Detailing the extraordinary lives and brave stories of the diverse LGBT communities across Russia, the film was shot in six cities along the Trans-Siberian railway and utilizes intimate interviews about current Russian life, featuring deeply personal and moving accounts from activists and non-activists alike. The film follows Rice and his partner, Liam Jackson Montgomery, as they meet with the many heroic LGBT people who risk their lives living authentically under oppressive laws and prejudices, from Nobel Peace prize nominees and international activists to drag queen performers thriving in remote Siberia.

Rice, who directed the film as well as appearing, writing, producing, and serving as cinematographer, says he made “A Worm in the Heart” in an effort provide personal accounts of the current state of the LGBT communities in Russia, to call attention to the parallels from these repressed societies with western nations and project a cautionary message against the rise of homophobia and transphobia, and to offer a universal message of hope that people should not remain hostage to politicians or governments. 

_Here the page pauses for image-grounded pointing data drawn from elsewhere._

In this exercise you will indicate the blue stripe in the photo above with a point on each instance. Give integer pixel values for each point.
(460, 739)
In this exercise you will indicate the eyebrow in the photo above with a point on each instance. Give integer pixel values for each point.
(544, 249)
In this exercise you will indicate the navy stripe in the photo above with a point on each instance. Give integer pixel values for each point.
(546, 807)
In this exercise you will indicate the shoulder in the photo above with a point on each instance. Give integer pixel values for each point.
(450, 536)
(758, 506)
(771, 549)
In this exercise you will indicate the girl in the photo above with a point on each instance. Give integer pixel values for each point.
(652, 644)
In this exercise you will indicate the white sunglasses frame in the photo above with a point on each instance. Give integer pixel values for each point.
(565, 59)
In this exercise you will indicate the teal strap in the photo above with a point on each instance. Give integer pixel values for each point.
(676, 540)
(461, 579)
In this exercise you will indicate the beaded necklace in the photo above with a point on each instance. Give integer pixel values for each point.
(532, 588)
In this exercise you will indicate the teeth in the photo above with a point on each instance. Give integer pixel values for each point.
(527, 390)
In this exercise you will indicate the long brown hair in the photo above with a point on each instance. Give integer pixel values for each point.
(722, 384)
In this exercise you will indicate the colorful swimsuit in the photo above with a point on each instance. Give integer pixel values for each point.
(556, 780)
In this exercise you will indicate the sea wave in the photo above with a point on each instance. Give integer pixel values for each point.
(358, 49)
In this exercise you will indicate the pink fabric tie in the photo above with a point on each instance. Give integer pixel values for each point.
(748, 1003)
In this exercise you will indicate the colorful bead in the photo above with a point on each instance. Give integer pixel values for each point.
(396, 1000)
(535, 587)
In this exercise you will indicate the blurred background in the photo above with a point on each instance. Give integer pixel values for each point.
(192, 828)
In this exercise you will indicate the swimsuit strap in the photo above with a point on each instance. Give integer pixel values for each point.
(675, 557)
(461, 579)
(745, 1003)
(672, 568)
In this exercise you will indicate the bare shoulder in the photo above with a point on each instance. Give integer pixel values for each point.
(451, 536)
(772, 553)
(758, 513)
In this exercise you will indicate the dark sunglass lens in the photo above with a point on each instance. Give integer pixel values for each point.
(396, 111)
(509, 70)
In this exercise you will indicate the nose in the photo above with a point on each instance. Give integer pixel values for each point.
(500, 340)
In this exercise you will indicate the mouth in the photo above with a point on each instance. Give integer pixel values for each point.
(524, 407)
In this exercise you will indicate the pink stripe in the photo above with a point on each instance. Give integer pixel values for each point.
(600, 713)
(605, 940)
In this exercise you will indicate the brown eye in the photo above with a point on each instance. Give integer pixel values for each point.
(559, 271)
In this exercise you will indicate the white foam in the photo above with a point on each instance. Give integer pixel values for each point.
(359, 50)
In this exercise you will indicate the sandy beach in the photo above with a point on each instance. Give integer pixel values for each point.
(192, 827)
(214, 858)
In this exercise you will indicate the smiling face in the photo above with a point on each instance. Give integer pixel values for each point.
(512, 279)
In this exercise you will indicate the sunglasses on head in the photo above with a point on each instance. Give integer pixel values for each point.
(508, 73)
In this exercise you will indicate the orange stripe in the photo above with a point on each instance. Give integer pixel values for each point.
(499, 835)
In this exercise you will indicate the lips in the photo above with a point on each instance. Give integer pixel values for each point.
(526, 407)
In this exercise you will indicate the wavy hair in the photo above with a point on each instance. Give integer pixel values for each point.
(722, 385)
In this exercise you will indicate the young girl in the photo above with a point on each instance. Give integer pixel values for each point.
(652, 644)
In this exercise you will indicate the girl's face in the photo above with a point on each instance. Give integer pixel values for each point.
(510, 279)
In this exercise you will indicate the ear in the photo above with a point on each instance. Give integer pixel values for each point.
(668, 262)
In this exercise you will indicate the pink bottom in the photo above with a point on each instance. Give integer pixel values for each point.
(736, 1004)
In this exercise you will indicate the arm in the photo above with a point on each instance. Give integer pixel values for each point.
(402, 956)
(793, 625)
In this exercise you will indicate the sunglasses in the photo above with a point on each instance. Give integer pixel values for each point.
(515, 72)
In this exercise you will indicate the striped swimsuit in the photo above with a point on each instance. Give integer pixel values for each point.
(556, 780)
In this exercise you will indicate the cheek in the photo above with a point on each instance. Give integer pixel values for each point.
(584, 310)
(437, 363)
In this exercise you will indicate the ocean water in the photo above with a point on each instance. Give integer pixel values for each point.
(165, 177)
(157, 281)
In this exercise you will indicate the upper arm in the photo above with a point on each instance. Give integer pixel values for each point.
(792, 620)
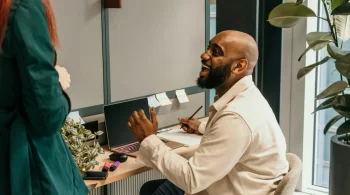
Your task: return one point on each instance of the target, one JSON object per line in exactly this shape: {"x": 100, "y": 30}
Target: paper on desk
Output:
{"x": 163, "y": 99}
{"x": 182, "y": 96}
{"x": 75, "y": 116}
{"x": 179, "y": 135}
{"x": 152, "y": 101}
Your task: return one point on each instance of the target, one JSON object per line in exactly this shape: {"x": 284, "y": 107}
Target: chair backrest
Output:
{"x": 289, "y": 182}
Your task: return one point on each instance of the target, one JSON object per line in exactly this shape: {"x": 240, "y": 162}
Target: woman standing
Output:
{"x": 34, "y": 159}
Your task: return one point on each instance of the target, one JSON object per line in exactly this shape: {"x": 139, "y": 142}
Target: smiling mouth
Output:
{"x": 205, "y": 67}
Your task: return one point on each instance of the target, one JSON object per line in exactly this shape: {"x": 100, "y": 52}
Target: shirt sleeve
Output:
{"x": 202, "y": 127}
{"x": 42, "y": 98}
{"x": 229, "y": 137}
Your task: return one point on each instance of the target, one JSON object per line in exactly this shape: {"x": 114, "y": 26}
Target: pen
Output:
{"x": 192, "y": 116}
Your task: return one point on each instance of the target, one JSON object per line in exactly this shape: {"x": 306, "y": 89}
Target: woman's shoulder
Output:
{"x": 16, "y": 5}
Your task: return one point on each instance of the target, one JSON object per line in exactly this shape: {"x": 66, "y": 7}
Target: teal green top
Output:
{"x": 34, "y": 159}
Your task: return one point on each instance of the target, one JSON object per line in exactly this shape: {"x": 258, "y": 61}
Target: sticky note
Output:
{"x": 163, "y": 99}
{"x": 75, "y": 116}
{"x": 152, "y": 101}
{"x": 182, "y": 96}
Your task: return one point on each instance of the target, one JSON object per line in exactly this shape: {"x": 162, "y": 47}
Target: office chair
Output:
{"x": 289, "y": 182}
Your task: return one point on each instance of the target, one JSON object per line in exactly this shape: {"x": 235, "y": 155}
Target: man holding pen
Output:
{"x": 243, "y": 150}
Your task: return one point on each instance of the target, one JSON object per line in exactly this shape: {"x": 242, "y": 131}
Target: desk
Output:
{"x": 130, "y": 167}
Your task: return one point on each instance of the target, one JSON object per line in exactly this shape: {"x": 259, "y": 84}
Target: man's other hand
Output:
{"x": 190, "y": 126}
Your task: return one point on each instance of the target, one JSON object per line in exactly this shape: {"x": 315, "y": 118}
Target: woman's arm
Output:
{"x": 42, "y": 96}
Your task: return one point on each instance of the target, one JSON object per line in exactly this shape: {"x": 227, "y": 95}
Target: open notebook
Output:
{"x": 179, "y": 135}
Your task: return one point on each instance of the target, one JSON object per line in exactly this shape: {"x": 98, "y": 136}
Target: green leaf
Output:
{"x": 337, "y": 3}
{"x": 342, "y": 24}
{"x": 315, "y": 36}
{"x": 287, "y": 15}
{"x": 343, "y": 65}
{"x": 331, "y": 123}
{"x": 313, "y": 45}
{"x": 341, "y": 104}
{"x": 299, "y": 2}
{"x": 98, "y": 133}
{"x": 344, "y": 128}
{"x": 325, "y": 105}
{"x": 333, "y": 90}
{"x": 304, "y": 71}
{"x": 342, "y": 10}
{"x": 335, "y": 52}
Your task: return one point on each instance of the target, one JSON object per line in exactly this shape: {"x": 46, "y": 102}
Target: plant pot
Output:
{"x": 339, "y": 173}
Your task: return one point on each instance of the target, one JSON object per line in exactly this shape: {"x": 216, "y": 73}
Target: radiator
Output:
{"x": 128, "y": 186}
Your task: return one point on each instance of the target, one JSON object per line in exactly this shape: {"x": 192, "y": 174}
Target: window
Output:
{"x": 326, "y": 75}
{"x": 302, "y": 129}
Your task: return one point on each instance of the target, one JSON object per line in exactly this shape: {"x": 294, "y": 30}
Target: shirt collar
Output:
{"x": 237, "y": 88}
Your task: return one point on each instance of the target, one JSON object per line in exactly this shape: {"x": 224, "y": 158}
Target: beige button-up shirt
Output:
{"x": 242, "y": 152}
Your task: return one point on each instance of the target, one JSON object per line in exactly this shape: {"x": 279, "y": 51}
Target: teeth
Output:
{"x": 205, "y": 66}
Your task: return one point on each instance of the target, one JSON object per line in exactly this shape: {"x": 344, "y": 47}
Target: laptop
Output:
{"x": 119, "y": 136}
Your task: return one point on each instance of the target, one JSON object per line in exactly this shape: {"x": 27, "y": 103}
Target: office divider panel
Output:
{"x": 155, "y": 46}
{"x": 79, "y": 30}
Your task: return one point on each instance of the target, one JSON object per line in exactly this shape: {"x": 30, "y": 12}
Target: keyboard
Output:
{"x": 131, "y": 148}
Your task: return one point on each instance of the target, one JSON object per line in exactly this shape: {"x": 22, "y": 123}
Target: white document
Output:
{"x": 179, "y": 135}
{"x": 75, "y": 116}
{"x": 163, "y": 99}
{"x": 182, "y": 96}
{"x": 152, "y": 101}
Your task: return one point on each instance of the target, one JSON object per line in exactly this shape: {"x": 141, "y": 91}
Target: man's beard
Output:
{"x": 215, "y": 77}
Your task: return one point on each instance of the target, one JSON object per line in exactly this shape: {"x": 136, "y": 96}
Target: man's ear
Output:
{"x": 240, "y": 66}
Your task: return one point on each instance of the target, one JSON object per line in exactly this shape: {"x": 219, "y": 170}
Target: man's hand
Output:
{"x": 63, "y": 77}
{"x": 190, "y": 126}
{"x": 140, "y": 126}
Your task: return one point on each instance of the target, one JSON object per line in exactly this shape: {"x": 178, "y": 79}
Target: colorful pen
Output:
{"x": 106, "y": 166}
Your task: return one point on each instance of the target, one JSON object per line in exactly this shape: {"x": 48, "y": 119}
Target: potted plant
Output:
{"x": 76, "y": 137}
{"x": 287, "y": 15}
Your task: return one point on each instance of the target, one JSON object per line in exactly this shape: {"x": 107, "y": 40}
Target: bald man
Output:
{"x": 243, "y": 150}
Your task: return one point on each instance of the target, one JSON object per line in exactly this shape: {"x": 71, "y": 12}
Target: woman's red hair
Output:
{"x": 4, "y": 11}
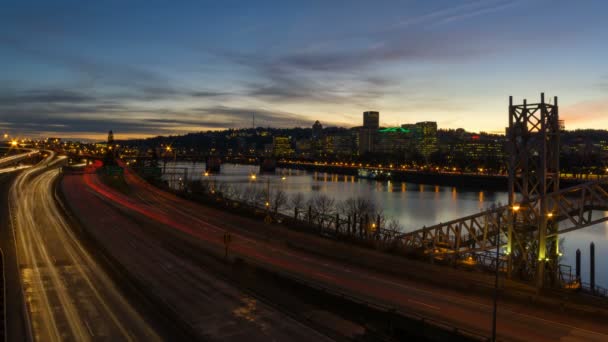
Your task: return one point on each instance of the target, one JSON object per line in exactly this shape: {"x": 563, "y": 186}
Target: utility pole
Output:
{"x": 496, "y": 277}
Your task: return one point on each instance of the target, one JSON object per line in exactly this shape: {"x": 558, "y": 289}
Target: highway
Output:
{"x": 516, "y": 322}
{"x": 16, "y": 158}
{"x": 69, "y": 296}
{"x": 213, "y": 308}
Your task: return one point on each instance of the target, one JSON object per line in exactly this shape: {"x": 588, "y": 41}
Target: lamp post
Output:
{"x": 496, "y": 277}
{"x": 514, "y": 209}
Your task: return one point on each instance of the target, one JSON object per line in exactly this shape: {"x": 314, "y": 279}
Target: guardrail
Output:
{"x": 3, "y": 334}
{"x": 371, "y": 303}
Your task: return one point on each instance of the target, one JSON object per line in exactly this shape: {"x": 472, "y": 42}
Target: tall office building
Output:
{"x": 367, "y": 133}
{"x": 317, "y": 130}
{"x": 427, "y": 137}
{"x": 371, "y": 120}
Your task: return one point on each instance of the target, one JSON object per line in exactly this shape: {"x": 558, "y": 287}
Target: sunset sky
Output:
{"x": 146, "y": 68}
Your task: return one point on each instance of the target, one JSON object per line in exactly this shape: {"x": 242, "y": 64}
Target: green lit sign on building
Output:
{"x": 394, "y": 130}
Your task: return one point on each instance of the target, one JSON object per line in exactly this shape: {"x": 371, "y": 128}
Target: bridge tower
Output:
{"x": 533, "y": 167}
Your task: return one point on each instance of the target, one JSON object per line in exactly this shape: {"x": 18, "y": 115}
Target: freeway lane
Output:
{"x": 213, "y": 308}
{"x": 69, "y": 297}
{"x": 516, "y": 322}
{"x": 16, "y": 158}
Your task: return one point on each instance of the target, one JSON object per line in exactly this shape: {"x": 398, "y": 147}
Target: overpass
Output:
{"x": 528, "y": 228}
{"x": 13, "y": 159}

The filmmaker says, “I’m a gay man who is lucky enough to have the freedom to live in socially liberal nations with laws protecting me from discrimination based on my sexual orientation. Although I often do an instinctual glance around me to ensure holding my partner’s hand in public won’t result in harassment, I’m lucky to have never lived in a nation where holding my partner’s hand in public could result in my arrest which is the case in Russia. While western nations were debating marriage equality and workplace protections for LGBT people, laws like the ‘gay propaganda law’ were being enacted in Russia making any public display of queerness an arrestable offense.”

He adds, “The subject and contents of this documentary are incredibly timely and important due largely to the current state of human rights in global affairs. LGBT rights are being almost entirely ignored or quashed in Russia. State owned media sources in Russia often dismiss or play down the plight of LGBT people in Russia, and the fact that politicians and those in leadership positions even refuse to acknowledge the brutal atrocities happening in the state of Chechnya against gay men is a glaring example.”

Additionally, Rice says, “The people I met with along this journey have profoundly impacted mine and my partner Liam’s life, and I hope that this documentary will spread their stories and messages further afield. The LGBT community is not confined to national borders, and I believe it is entirely our global responsibility to use our voices to support the LBGT+ people of Russia and beyond.”

Montgomery, who is also a filmmaker, serves as the documentary’s executive producer and conducted the onscreen interviews with subjects.

The film premieres on Friday, January 17, at 10am, with an encore screening on Sunday the 19th at 4pm. For more information on venue and tickets, you can visit the Santa Barbara International Film Festival website.

An official distributor or release date has yet to be announced.